Mr. Brown would like to create a portfolio that is composed of Asset 1 and Asset 2. The correlation coefficient of Asset 1 and Asset 2 is .70. You are given the following information about Asset 1 and Asset 2.

E(R₁)   =   0.12                      E(s₁)   =   0.04

E(R₂)   =   0.16                      E(s₂)   =   0.06

            Mr.
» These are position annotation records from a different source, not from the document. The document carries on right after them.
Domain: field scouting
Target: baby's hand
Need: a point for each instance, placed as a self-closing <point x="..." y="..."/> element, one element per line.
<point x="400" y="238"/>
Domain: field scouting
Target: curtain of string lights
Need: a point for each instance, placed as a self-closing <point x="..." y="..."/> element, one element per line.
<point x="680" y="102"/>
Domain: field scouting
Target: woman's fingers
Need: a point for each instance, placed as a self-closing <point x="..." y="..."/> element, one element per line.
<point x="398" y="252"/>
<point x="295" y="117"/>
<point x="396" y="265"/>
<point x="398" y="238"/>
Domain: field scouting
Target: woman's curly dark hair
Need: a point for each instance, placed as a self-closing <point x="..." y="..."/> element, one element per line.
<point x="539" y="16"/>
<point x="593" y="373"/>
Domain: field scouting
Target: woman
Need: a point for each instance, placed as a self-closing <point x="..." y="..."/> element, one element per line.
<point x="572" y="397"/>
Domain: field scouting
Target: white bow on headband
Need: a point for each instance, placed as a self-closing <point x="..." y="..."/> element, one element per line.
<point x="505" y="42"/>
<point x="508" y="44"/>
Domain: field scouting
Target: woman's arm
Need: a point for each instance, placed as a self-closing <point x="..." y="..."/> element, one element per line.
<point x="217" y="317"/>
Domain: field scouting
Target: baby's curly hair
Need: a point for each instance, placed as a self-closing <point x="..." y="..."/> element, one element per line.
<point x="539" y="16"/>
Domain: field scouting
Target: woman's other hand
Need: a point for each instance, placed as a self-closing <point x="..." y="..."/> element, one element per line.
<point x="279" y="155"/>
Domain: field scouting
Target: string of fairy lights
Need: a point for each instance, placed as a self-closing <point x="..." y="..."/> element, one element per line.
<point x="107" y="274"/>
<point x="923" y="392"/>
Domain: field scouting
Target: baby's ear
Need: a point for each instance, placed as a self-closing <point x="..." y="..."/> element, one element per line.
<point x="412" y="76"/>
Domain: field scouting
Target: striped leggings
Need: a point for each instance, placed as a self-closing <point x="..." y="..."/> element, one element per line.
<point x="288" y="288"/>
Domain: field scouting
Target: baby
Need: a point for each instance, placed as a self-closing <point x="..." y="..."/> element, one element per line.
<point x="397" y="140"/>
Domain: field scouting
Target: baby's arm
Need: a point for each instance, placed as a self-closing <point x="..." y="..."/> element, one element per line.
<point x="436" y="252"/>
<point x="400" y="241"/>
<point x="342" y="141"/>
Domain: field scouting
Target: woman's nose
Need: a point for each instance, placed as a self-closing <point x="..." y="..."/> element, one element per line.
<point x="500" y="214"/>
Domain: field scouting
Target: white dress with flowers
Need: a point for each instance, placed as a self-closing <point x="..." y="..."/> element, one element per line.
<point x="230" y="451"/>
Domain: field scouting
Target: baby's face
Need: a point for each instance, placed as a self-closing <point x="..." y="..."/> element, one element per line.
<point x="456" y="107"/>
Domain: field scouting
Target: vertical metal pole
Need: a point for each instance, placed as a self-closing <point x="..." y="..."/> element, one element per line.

Brown is considering three possible combinations of Asset 1 and Asset 2.

            Option 1 :                   w₁ = 0.75                   w₂ = 0.25

            Option 2 :                   w₁ = 0.50                   w₂ = 0.50

            Option 3 :                   w₁ = 0.25                   w₂ = 0.75      

           

1. Calculate the expected return and the standard deviation for each option.

Show your calculations.

2. Mr. Brown has only Option 1, Option 2 and Option 3 available to him.
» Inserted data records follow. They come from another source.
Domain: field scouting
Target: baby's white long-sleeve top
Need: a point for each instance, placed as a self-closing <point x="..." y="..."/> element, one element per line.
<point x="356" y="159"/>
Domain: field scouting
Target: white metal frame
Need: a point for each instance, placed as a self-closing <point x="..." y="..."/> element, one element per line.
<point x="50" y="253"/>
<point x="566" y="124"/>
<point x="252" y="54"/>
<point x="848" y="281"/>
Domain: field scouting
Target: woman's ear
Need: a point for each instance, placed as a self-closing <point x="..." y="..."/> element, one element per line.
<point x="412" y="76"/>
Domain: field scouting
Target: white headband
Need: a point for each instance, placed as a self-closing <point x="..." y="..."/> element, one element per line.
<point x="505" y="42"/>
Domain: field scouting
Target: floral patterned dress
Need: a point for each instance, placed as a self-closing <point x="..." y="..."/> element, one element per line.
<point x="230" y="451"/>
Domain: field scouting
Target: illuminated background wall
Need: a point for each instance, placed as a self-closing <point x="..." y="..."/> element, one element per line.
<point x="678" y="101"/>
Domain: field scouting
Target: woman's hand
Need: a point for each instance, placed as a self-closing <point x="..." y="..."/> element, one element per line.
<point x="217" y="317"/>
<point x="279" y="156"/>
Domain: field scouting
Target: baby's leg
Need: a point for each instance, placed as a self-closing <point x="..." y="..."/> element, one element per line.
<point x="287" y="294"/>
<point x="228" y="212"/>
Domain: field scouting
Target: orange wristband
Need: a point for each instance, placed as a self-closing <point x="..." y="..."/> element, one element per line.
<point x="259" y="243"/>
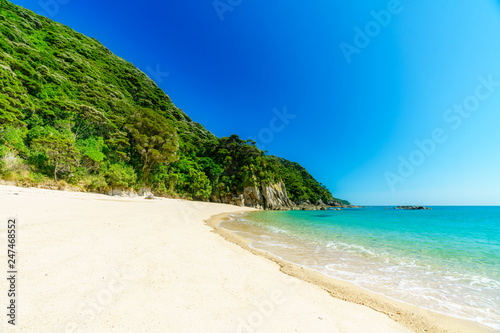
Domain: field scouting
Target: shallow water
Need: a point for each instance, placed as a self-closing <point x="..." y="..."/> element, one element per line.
<point x="446" y="259"/>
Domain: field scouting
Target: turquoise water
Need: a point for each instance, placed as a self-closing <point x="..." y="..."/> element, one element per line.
<point x="446" y="259"/>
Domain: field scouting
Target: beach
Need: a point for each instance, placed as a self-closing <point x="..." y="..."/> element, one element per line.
<point x="95" y="263"/>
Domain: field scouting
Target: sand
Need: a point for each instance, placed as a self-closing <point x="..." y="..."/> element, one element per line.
<point x="94" y="263"/>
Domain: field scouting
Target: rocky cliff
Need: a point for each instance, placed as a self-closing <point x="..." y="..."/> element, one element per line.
<point x="272" y="197"/>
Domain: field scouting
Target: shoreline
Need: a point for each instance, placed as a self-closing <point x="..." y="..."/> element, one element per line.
<point x="155" y="264"/>
<point x="414" y="318"/>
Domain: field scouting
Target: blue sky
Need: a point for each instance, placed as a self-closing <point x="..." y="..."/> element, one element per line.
<point x="350" y="117"/>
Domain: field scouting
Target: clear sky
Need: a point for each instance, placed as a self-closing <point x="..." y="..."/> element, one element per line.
<point x="344" y="88"/>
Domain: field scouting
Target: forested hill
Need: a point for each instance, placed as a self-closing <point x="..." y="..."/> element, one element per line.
<point x="73" y="112"/>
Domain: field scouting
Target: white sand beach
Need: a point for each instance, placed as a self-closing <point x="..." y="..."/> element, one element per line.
<point x="94" y="263"/>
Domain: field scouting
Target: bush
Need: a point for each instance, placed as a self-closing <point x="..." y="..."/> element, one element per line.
<point x="120" y="175"/>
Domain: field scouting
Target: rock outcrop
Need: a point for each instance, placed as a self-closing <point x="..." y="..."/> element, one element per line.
<point x="275" y="197"/>
<point x="271" y="197"/>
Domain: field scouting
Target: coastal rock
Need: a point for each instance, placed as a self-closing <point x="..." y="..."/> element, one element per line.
<point x="276" y="197"/>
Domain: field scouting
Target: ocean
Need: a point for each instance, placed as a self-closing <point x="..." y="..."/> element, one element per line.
<point x="446" y="259"/>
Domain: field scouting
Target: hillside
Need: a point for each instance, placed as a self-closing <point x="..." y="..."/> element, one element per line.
<point x="74" y="113"/>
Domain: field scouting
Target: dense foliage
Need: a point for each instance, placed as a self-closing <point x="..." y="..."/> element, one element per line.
<point x="72" y="111"/>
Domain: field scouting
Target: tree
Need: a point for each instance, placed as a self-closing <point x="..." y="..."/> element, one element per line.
<point x="154" y="139"/>
<point x="60" y="152"/>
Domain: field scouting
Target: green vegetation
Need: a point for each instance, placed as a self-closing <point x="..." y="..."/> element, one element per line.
<point x="72" y="112"/>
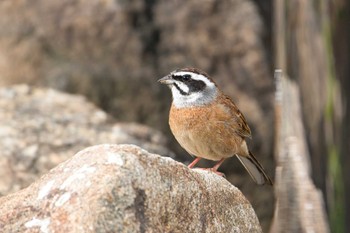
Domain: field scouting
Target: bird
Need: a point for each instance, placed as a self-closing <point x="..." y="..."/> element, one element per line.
<point x="208" y="124"/>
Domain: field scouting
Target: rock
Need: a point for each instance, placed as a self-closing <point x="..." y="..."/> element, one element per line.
<point x="113" y="52"/>
<point x="42" y="127"/>
<point x="123" y="188"/>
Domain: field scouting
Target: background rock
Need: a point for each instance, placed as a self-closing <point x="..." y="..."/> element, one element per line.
<point x="42" y="127"/>
<point x="112" y="52"/>
<point x="122" y="188"/>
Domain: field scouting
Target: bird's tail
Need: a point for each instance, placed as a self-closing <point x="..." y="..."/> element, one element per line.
<point x="255" y="169"/>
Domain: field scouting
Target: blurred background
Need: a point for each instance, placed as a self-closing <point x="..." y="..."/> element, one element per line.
<point x="113" y="51"/>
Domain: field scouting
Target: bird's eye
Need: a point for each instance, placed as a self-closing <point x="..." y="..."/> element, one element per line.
<point x="186" y="77"/>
What will determine Mr. Brown’s choice among these three options? Explain.

Answer 1

Solution:

Option 1:

Expected return:

w1 = 0.75

w2 = 0.25

E(R1) =0.12

E(R2) = 0.16

Expected Return = sum( w1 * E(R1) + w2 * E(R2))

Standard Deviation:

= sqrt ( w₁²σ₁² + w₂²σ₂² + 2w₁w₂p_(1,2)σ₁σ₂)

w_{1 =} 0.75

w_{2 =} 0.25

σ_{1 =} 0.04

σ_{2 =} 0.06

p_{(1,2) =} 0.70

Applying the values,

= sqrt ( 0.75² * 0.04² + 0.25² * 0.06² + 2 * 0.75 * 0.25 * 0.04*0.06*0.70)
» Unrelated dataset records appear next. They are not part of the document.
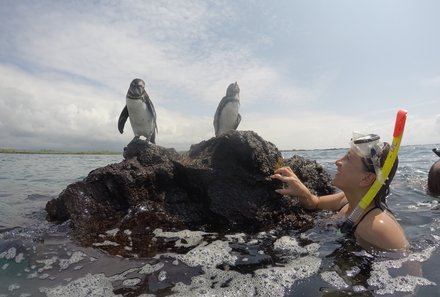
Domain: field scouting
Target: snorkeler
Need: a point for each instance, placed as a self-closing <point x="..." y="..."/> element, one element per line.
<point x="365" y="167"/>
<point x="434" y="176"/>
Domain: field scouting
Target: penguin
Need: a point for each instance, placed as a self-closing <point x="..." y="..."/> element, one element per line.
<point x="226" y="117"/>
<point x="141" y="112"/>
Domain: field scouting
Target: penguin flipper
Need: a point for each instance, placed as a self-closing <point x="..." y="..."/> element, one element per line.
<point x="122" y="119"/>
<point x="150" y="107"/>
<point x="153" y="137"/>
<point x="218" y="113"/>
<point x="237" y="122"/>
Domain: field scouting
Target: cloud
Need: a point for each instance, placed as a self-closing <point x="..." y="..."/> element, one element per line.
<point x="66" y="68"/>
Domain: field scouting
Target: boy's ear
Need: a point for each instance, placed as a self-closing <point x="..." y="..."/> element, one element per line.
<point x="368" y="179"/>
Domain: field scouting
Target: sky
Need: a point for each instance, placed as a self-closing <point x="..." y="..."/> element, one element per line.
<point x="310" y="72"/>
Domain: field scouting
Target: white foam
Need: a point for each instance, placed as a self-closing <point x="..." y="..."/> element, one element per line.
<point x="147" y="269"/>
<point x="192" y="238"/>
<point x="381" y="278"/>
<point x="9" y="254"/>
<point x="96" y="285"/>
<point x="19" y="258"/>
<point x="333" y="278"/>
<point x="131" y="282"/>
<point x="13" y="287"/>
<point x="112" y="232"/>
<point x="210" y="255"/>
<point x="75" y="258"/>
<point x="106" y="243"/>
<point x="272" y="281"/>
<point x="48" y="263"/>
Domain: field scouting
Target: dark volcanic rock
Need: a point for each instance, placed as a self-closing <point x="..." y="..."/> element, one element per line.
<point x="222" y="184"/>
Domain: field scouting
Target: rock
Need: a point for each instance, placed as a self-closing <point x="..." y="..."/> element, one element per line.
<point x="219" y="185"/>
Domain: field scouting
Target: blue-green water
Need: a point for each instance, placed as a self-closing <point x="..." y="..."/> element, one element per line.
<point x="38" y="258"/>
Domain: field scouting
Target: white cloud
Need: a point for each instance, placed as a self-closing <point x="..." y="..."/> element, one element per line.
<point x="75" y="60"/>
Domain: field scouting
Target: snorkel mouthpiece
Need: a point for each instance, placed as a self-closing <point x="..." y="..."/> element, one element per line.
<point x="368" y="146"/>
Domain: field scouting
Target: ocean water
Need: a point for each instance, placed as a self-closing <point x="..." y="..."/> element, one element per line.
<point x="38" y="258"/>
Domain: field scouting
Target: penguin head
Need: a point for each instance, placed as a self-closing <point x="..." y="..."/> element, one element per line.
<point x="233" y="90"/>
<point x="137" y="88"/>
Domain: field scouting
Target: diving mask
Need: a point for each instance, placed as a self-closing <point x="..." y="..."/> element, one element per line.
<point x="369" y="146"/>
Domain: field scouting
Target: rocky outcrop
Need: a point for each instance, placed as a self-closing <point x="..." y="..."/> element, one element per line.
<point x="219" y="185"/>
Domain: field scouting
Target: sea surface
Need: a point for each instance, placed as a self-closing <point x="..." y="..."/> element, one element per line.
<point x="38" y="258"/>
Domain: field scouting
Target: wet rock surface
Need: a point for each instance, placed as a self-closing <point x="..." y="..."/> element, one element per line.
<point x="220" y="185"/>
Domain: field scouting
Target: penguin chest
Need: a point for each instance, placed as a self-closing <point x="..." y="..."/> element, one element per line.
<point x="228" y="116"/>
<point x="141" y="119"/>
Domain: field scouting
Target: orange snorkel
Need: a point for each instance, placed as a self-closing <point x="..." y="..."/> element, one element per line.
<point x="377" y="185"/>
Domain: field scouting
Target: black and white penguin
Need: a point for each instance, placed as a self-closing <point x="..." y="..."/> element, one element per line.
<point x="140" y="110"/>
<point x="226" y="117"/>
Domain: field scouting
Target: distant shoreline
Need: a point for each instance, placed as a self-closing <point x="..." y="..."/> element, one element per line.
<point x="56" y="152"/>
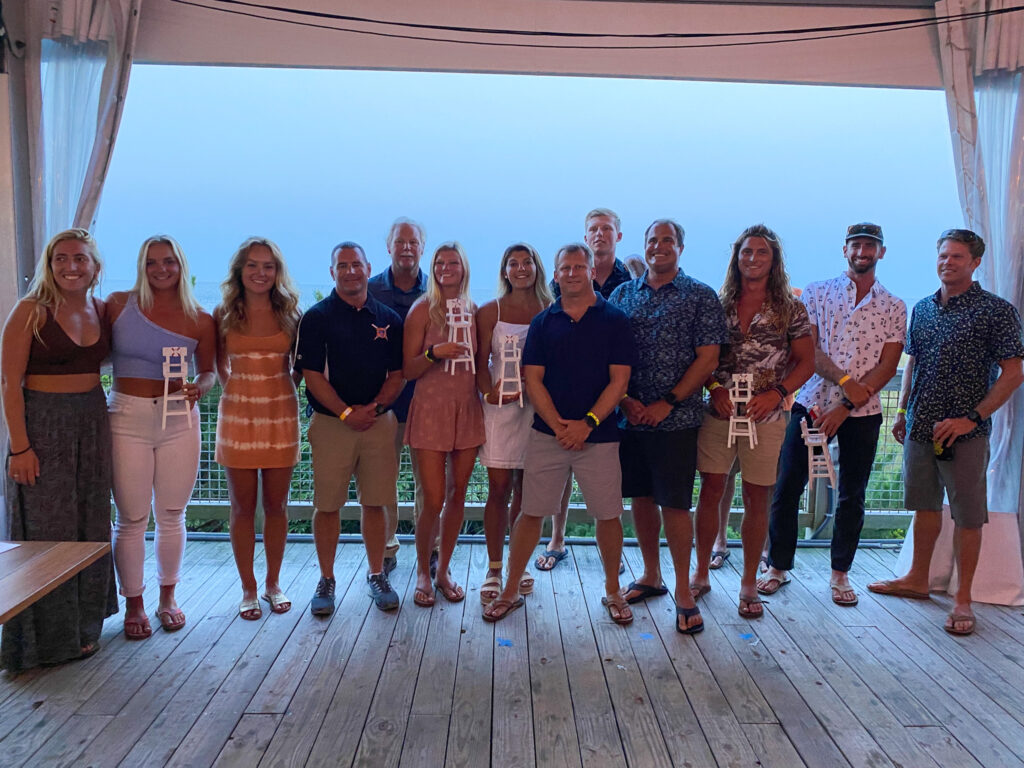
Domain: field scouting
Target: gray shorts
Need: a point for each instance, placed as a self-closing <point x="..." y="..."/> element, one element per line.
<point x="547" y="469"/>
<point x="963" y="478"/>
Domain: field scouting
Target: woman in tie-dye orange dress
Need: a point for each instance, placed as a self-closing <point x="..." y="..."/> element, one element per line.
<point x="258" y="418"/>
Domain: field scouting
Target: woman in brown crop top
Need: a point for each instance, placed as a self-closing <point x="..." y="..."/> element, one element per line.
<point x="58" y="467"/>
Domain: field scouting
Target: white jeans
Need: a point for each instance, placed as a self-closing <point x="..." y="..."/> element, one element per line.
<point x="154" y="468"/>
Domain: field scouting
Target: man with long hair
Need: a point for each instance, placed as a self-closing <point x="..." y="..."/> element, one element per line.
<point x="769" y="339"/>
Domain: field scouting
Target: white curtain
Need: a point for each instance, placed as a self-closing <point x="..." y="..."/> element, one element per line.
<point x="79" y="57"/>
<point x="982" y="67"/>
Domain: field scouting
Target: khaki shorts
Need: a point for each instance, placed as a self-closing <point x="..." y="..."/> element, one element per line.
<point x="758" y="466"/>
<point x="338" y="453"/>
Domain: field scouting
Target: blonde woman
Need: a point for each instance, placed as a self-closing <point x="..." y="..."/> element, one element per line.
<point x="155" y="467"/>
<point x="445" y="423"/>
<point x="258" y="419"/>
<point x="58" y="467"/>
<point x="522" y="294"/>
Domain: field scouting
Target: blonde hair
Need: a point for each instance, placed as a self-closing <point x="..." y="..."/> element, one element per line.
<point x="541" y="290"/>
<point x="436" y="308"/>
<point x="284" y="296"/>
<point x="780" y="297"/>
<point x="43" y="289"/>
<point x="143" y="293"/>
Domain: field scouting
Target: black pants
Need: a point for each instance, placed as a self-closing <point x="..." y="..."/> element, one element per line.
<point x="858" y="438"/>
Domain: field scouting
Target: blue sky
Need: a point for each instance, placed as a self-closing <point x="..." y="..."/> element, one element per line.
<point x="308" y="158"/>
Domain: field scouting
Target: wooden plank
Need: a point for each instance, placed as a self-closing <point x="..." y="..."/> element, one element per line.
<point x="469" y="726"/>
<point x="53" y="563"/>
<point x="555" y="740"/>
<point x="248" y="741"/>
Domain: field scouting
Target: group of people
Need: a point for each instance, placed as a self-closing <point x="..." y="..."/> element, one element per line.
<point x="615" y="361"/>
= sqrt( 0.5625 * 0.0016 + 0.0625 * 0.0036 + 0.00063 )

=sqrt( 0.0009 + 0.000225 + 0.00063)

=sqrt (0.001755)

=0.042

= 4.2%

Option 2:

w1 = 0.50

w2 = 0.50

E(R1) =0.12

E(R2) = 0.16

Expected Return = sum( w1 * E(R1) + w2 * E(R2))

Standard Deviation:

= sqrt ( w₁²σ₁² + w₂²σ₂² + 2w₁w₂p_(1,2)σ₁σ₂)

w_{1 =} 0.50

w_{2 =} 0.50

σ_{1 =} 0.04

σ_{2 =} 0.06

p_{(1,2) =} 0.70

Applying the values,

= sqrt ( 0.50² * 0.04² + 0.50² * 0.06² + 2 * 0.50 * 0.50 * 0.04*0.06*0.70)

= sqrt (0.00214)

= 0.0463

= 4.63%

Option 3:

Expected return:

w1 = 0.25

w2 = 0.75

E(R1) =0.12

E(R2) = 0.16

Expected Return = sum( w1 * E(R1) + w2 * E(R2))

Standard Deviation:

= sqrt ( w₁²σ₁² + w₂²σ₂² + 2w₁w₂p_(1,2)σ₁σ₂)

w_{1 =} 0.25

w_{2 =} 0.75

σ_{1 =} 0.04

σ_{2 =} 0.06

p_{(1,2) =} 0.70

Applying the values,

= sqrt ( 0.25² * 0.04² + 0.75² * 0.06² + 2 * 0.25 * 0.75 * 0.04*0.06*0.70)

= sqrt( 0.002755)

= 0.052

= 5.2%

Mr. Brown's choice can be determined using the mean variance theory. For a desired rate of return, Mr Brown may choose the option with the least risk, ie, lower standard deviation. Higher the risk , Higher the returns. Thus if Mr Brown is willing to assume more risk , he can choose Option 3 which gives a higher expected return of 15% . But if he wants to obtain returns with minimal risk, Mr. Brown may opt for Option 1 which gives a return of 13%.